Results 1 to 9 of 9
  1. #1
    Join Date
    Mar 2012
    Posts
    2

    Unanswered: Innerjoin query executing long time

    Hi All,
    The following query is executing more than 3 hours. I tried to run this query with different options (like combining all the conditions and placed on "ON" clause or putting the where conditions in place of ON clause and vice versa). But there is no improvement. Primary key for this table is UID, CMP_ID, PROD_CD and POL_NBR. The table contains 300 million records out of which 180 million records are satisfying the WHERE clause conditions ( A.CMP_ID = '0000000110'
    AND A.PROD_CD = '512'
    AND A.REL_CD = '0'
    AND A.POL_TYP = 'P'
    ).

    Could you please provide me the approach/solution so that query can execute within an hour. Thanks in advance!!

    SELECT B.CMP_ID,
    CHAR('|'),
    B.PROD_CD,
    CHAR('|'),
    B.POL_NBR,
    CHAR('|'),
    A.UID,
    CHAR('|'),
    A.ACCT_OPN_DT,
    CHAR('|'),
    A.MNT_TS,
    CHAR('|'),
    A.MNT_OPER_ID,
    CHAR('|'),
    B.UID,
    CHAR('|'),
    B.ACCT_OPN_DT,
    CHAR('|'),
    B.MNT_TS,
    CHAR('|'),
    B.MNT_OPER_ID
    FROM DEVDB006.CMP_CUST_POL A
    INNER JOIN DEVDB006.CMP_CUST_POL B
    ON A.CMP_ID = B.CMP_ID
    AND A.PROD_CD = B.PROD_CD
    AND A.POL_NBR = B.POL_NBR
    AND A.UID <> B.UID
    WHERE A.REL_CD = B.REL_CD
    AND A.CMP_ID = '0000000110'
    AND A.PROD_CD = '512'
    AND A.REL_CD = '0'
    AND A.POL_TYP = 'P'
    WITH UR;


    Advanced thanks for your help.

    Thanks,
    Venkat.

  2. #2
    Join Date
    Nov 2011
    Posts
    334
    I think maybe DB2 has the only join method -nest loop join chosen to do the innerjoin because there is a (<>) join contition 。
    also the (<>) join contition is on your pk's leading column, so the inner table's lookup is not effeciant ( maybe the index sargable )
    But need access plan to prove it。
    You can try to change the pk colunm in the order of ( CMP_ID, PROD_CD and POL_NBR, UID )
    to see whether it will help....

  3. #3
    Join Date
    Jan 2007
    Location
    Jena, Germany
    Posts
    2,721
    In addition to the already-given suggestion to move CMP_ID in the unique constraint (PK) as last column, you may also want to include REL_CD into the index, probably as INCLUDE column. That would allow DB2 to evaluate all predicates for the join and in the WHERE clause solely on the index.

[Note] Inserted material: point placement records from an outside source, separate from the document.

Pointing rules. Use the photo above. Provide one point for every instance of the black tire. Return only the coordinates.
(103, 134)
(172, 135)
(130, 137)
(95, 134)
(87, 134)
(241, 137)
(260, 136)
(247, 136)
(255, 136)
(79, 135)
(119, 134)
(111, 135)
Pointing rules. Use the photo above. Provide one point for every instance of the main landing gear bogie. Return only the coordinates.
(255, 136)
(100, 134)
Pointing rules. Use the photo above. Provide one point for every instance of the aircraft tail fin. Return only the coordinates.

    You can also consider to include columns UID, ACCT_OPN_DT, MNT_TS, and MNT_OPER_ID in the index to haveth potential for an index-only access plan.

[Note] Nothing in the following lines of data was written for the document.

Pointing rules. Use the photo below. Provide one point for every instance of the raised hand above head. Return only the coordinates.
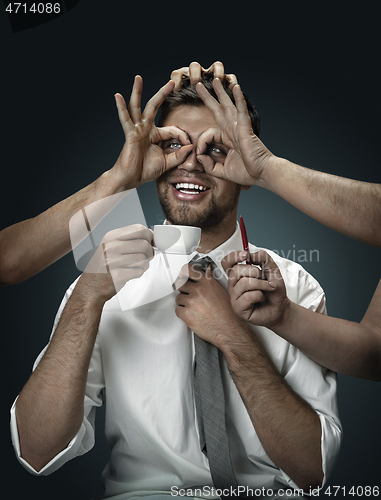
(195, 72)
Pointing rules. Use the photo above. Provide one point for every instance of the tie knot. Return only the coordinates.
(202, 262)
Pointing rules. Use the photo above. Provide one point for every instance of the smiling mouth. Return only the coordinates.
(189, 188)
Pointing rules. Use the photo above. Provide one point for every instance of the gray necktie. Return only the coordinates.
(210, 405)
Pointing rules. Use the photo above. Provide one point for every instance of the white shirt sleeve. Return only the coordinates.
(84, 440)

    Finally, get rid of all the CHAR('|') between the columns. This makes the result set unnecessarily complex and increases the amount of data that the server needs to send to the client.
    Knut Stolze
    IBM DB2 Analytics Accelerator
    IBM Germany Research & Development

  4. #4
    Join Date
    Jul 2009
    Location
    NY
    Posts
    963

    Arrow changes required

    1. First of all: the result set is too huge.
    2. We'll get first 10000 rows
    3. We can CHANGE your query to get result set in a faster way:

    Code:
    SELECT B.CMP_ID, 
    CHAR('|'), 
    B.PROD_CD, 
    CHAR('|'), 
    B.POL_NBR, 
    CHAR('|'), 
    A.UID, 
    CHAR('|'), 
    A.ACCT_OPN_DT, 
    CHAR('|'), 
    A.MNT_TS, 
    CHAR('|'), 
    A.MNT_OPER_ID, 
    CHAR('|'), 
    B.UID, 
    CHAR('|'), 
    B.ACCT_OPN_DT, 
    CHAR('|'), 
    B.MNT_TS, 
    CHAR('|'), 
    B.MNT_OPER_ID 
    FROM 
    (select * 
    from
    DEVDB006.CMP_CUST_POL 
    Where
        REL_CD  = '0' 
    AND CMP_ID  = '0000000110' 
    AND PROD_CD = '512' 
    AND POL_TYP = 'P'   ) A
    JOIN Table
    (select C.* 
    from
    DEVDB006.CMP_CUST_POL C
    Where
        C.REL_CD    = '0' 
    AND C.CMP_ID    = '0000000110' 
    AND C.PROD_CD   = '512' 
    and C.POL_NBR = A.POL_NBR 
    AND C.UID    <> A.UID 
    ) B
    
    On 1 = 1
      
    Fetch First 10000 rows only
    WITH UR;
    Lenny

  5. #5
    Join Date
    Mar 2012
    Posts
    2

    Innerjoin query executing long time

    Hi All,
    Thanks for your response.
    I have tried all the solutions provided by you, still the query is running more than 3 hours.
    Lenny, thanks for the detailed query. Even for the fetch first 10000 rows it's executing more than 3 hours.

    Thanks,
    Ravi.

  6. #6
    Join Date
    Nov 2011
    Posts
    334
    plz put your sql in sqlfile and try this :
    db2batch -d <dbname> -f sqlfile -i complete -o e yes r 10 p 5
    db2exfmt -d <dbname> -1

    post the output of db2batch and db2exfmt here ....

  7. #7
    Join Date
    Feb 2008
    Location
    Japan
    Posts
    3,483
    Consider columns of an index for your query performance by the following priority.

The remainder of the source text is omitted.